My nose scrunched. "They're going to know that we're working together."

He shook his head. "If they hear that I'm making you dinner, they won't understand."

I chuckled. "Probably not."

"I don't need that kind of stress in my life. Your brothers can be intense."

I laughed. "There's no way my brothers would believe that you were interested in me."

"I don't want to take a chance," he said tightly.

"Morgan's dating his best friend's sister. Not that what we're doing is dating." I couldn't believe I'd even mentioned dating.

"It's a trial to see if we can survive working together."

I gestured between us. "I don't have high hopes for this working between us."

"Your brothers gave me a chance by naming me the supervisor of the business, and the town is our biggest contract. I don't want to screw it up because I can't get along with you." There was something in his tone that got under my skin.

"I'll see you tonight." I spun on my heel and headed up the stairs.

When I looked down, he was still standing there, watching me. I gave him a little wave, then put my key in the lock and pushed the door open. I didn't let out the breath I'd been holding until the door was shut behind me.

I'd never seen Cooper as anything other than an irritation, another brother I didn't want or need. But there was something about being close to him that had my nerves going haywire. What did it mean?

Was I attracted to him?

I couldn't like my brothers' best friend. It was so cliché, and I found him so annoying.

It was just a shock, one I'd get over. It would be apparent at dinner that we couldn't work together. Somehow, we'd figure out how to make this work by staying far away from each other.

Chapter 2

Cooper

Why had I invited her over for dinner? She was like a sister to me. An annoying little sister that I avoided at all costs.

I needed to work closely with her, and I needed it to go well because my job depended on it. The Sterlings had entrusted me to run their new business when the only experience I'd had was working construction for other companies. I'd never been in a leadership role. Why did I think I could be the man for the position?

Aspen was the one woman who had the power to blow up my plans. I couldn't understand her. She worked multiple part-time jobs and never seemed to settle on any one thing, whether that was a job or a boyfriend. Instead, she flitted from one thing to another without a care in the world.

She could afford to be carefree. She had a family that loved and cared about her. Who'd offer her a place to live if she needed it. She hadn't grown up in a volatile situation where money and food were sometimes scarce and emotional support nonexistent.
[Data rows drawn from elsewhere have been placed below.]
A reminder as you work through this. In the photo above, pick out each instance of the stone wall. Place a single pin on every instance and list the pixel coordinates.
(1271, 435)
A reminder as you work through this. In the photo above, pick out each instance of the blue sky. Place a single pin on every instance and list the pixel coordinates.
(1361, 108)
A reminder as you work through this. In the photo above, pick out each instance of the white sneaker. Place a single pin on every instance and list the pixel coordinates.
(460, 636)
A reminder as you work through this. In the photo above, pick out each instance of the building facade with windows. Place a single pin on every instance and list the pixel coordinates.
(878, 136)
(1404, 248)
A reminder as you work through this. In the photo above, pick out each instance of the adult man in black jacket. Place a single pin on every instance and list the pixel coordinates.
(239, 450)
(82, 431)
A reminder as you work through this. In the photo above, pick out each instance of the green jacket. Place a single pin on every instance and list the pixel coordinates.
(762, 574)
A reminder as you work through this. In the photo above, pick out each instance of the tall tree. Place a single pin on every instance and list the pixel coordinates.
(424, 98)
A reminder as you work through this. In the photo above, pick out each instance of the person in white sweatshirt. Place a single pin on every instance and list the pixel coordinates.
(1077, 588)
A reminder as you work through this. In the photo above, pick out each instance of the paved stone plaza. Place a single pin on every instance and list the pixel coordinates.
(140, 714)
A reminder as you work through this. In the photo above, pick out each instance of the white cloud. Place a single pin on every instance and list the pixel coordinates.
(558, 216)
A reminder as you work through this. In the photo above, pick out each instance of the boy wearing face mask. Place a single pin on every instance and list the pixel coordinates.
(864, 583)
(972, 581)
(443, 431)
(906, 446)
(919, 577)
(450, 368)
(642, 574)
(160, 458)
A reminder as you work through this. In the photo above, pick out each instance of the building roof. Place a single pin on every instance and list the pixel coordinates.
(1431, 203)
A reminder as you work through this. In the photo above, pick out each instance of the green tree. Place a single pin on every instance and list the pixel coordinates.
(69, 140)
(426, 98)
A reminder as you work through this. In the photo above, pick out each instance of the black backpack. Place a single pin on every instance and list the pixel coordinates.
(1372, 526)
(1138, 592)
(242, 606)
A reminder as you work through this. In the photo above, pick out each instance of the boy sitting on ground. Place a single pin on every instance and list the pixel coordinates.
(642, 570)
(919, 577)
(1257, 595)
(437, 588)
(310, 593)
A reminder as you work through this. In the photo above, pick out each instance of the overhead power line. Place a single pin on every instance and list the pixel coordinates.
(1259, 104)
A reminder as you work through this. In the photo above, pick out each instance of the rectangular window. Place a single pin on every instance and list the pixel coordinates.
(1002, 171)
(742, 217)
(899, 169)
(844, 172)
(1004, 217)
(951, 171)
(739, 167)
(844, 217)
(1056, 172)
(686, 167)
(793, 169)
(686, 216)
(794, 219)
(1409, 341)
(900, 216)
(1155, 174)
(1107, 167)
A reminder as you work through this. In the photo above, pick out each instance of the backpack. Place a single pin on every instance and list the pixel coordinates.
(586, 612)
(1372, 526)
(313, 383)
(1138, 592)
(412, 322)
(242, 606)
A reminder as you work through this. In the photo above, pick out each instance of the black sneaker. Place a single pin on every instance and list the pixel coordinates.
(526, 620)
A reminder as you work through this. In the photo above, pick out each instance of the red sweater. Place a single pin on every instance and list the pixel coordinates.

I craved stability and financial security, and this job represented everything I'd ever wanted. If I could make this contracting company a success, then I'd have both. But Aspen's involvement could wreck everything. How did I know that she wouldn't walk away and screw me in the process?

The only way I could control the outcome was to be involved in every aspect, and that included working closely with Aspen. I needed to ensure that everything was handled, that nothing was overlooked.

I'd told her it was to prove that we could get along and work together. But I was fairly sure that wasn't going to happen.

She was reckless and impulsive. Everything I couldn't afford to be. We had nothing in common. This dinner was a means to an end. I wanted to know everything she was doing so that I could head off any problems.